Climate‐driven rampant speciation of the Cape flora

Aim To test whether the radiation of the extremely rich Cape flora is correlated with marine‐driven climate change. Location Middle to Late Miocene in the south‐east Atlantic and the Benguela Upwelling System (BUS) off the west coast of South Africa. Methods We studied the palynology of the thoroughly dated Middle to Late Miocene sediments of Ocean Drilling Program (ODP) Site 1085 retrieved from the Atlantic off the mouth of the Orange River. Both marine upwelling and terrestrial input are recorded at this site, which allows a direct correlation between changes in the terrestrial flora and the marine BUS in the south‐east Atlantic. Results Pollen types from plants of tropical affinity disappeared, and those from the Cape flora gradually increased, between 10 and 6 Ma. Our data corroborate the inferred dating of the diversification in Aizoaceae c. 8 Ma.
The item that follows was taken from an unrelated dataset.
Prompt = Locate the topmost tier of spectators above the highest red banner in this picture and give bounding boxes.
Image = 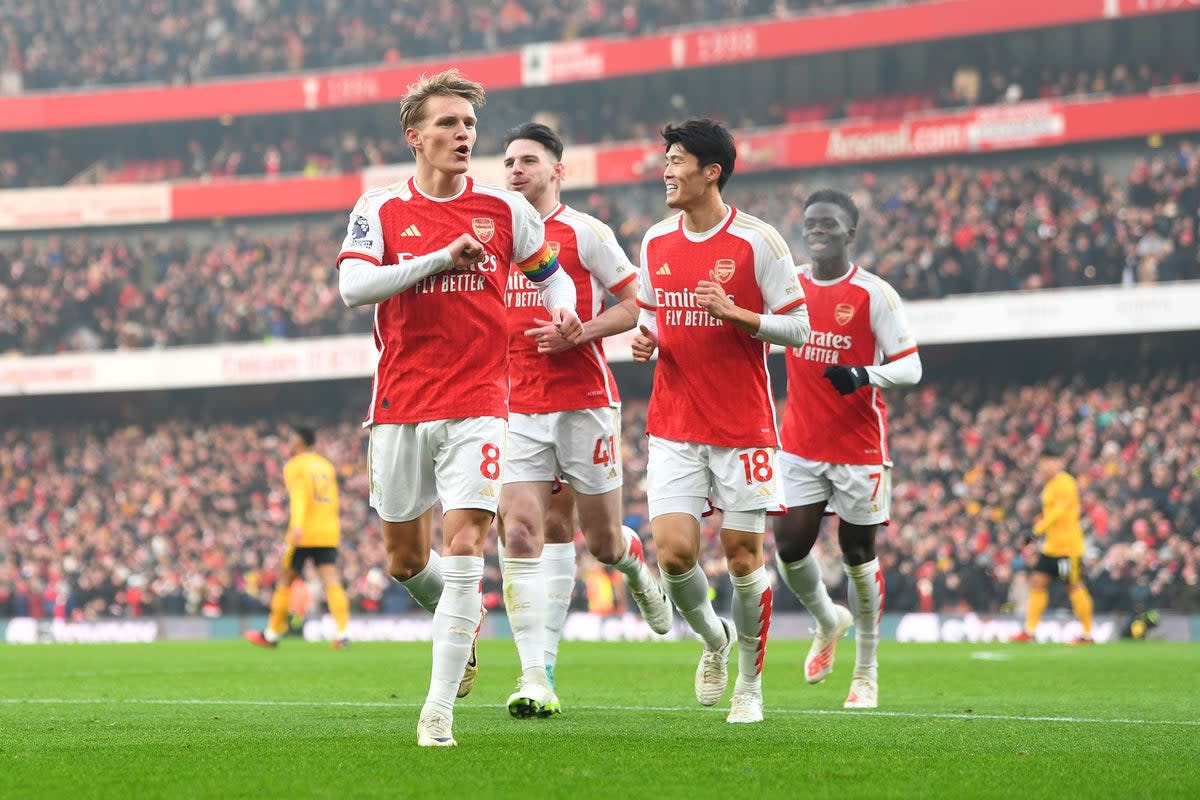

Main conclusions Inferred vegetation changes for the Late Miocene south‐western African coast are the disappearance of Podocarpus‐dominated Afromontane forests, and a change in the vegetation of the coastal plain from tropical grassland and thicket to semi‐arid succulent vegetation. These changes are indicative of an increased summer drought, and are in step with the development of the southern BUS. They pre‐date the Pliocene uplift of the East African escarpment, suggesting that this did not play a role in stimulating vegetation change. Some Fynbos elements were present throughout the recorded period (from 11 Ma), suggesting that at least some elements of this vegetation were already in place during the onset of the BUS. This is consistent with a marine‐driven climate change in south‐western Africa triggering substantial radiation in the terrestrial flora, especially in the Aizoaceae.